Click for full image.
Today’s cool image is intriguing because of what appears to not be there, rather than what is there. The photo to the right, cropped and reduced to post here, was taken on November 3, 2021 by the high resolution camera on Mars Reconnaissance Orbiter (MRO).
At first glance it appears to show a very dry, barren surface. At its base are many parallel grooves running from the southwest to the northeast. On top of these grooves are several more recent crater impacts, as well as several patches of higher bedrock that appears to have been hard enough to resist whatever erosion process caused the groves.
Yet, based on the overview map below, the location of this photo should not be dry and barren, but instead home to a near-surface ice sheet covering everything.
The red cross marks the location of today’s picture, practically in the center of Utopia Basin, Mars’ largest deep impact basin. The location is also at 37 degrees north latitude, in the mid-latitudes where scientists have found ample evidence of near-surface ice, either as glaciers inside craters or flowing down hollows and mesa walls, or as vast ice sheets that cause craters to warp and deform when formed.
At this location however there does not appear to be any evidence of near-surface ice. Instead, the parallel striations suggest that once a glacier flowed here, with the grooves suggesting the direction of flow as its base scratched the bedrock on which it sat, and which now is exposed and completely visible. The patches are places more resistant to that glacial ice flow, and was thus not eroded as the ice moved over it.

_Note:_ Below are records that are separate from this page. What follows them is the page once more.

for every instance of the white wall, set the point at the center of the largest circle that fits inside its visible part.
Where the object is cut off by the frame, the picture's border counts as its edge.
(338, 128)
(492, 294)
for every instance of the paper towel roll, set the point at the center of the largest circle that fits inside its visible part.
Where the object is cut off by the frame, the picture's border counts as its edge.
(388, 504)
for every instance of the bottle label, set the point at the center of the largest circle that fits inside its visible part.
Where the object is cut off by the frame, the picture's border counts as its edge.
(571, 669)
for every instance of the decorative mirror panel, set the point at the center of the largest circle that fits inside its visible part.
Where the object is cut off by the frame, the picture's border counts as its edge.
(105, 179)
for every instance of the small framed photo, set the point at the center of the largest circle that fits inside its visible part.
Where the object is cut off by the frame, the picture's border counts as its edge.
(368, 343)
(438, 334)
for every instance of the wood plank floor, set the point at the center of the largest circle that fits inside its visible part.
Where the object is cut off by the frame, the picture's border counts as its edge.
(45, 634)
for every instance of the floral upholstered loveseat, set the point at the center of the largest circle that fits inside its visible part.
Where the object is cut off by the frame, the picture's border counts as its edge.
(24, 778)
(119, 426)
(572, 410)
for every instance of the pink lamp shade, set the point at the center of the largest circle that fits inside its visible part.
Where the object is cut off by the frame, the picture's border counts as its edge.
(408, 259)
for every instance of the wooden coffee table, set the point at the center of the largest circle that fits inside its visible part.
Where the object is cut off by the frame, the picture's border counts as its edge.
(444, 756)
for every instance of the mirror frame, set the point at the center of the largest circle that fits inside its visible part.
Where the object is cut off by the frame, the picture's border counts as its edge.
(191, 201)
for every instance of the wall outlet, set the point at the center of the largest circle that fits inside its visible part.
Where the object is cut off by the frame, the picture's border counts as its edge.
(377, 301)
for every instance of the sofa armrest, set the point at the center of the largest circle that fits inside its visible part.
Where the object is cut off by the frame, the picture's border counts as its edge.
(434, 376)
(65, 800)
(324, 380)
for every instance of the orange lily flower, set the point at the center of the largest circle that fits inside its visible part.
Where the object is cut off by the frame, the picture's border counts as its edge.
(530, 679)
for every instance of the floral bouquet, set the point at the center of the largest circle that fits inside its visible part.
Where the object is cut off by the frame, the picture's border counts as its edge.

Yet, why is this spot so dry, compared to so much of the mid-latitudes where evidence of ice is so frequently found? Maybe past images gave a wrong impression. Maybe they were evidence of confirmation bias on my part, where because scientists are interested in the ice in the mid-latitudes their MRO images tended to favor locations where that ice is found, and thus gave me the incorrect impression that ice covered most of the mid-latitudes. Instead, maybe there is a lot of barren spots in the mid-latitudes, like this one.
Or maybe this barren spot is the exception that proves the rule. Or maybe it isn’t as barren as it appears at first glance, and there is buried ice here, though not obvious.
Your guess is as good as mine. Because at this moment much of what we are doing is guessing, based on the limited information available.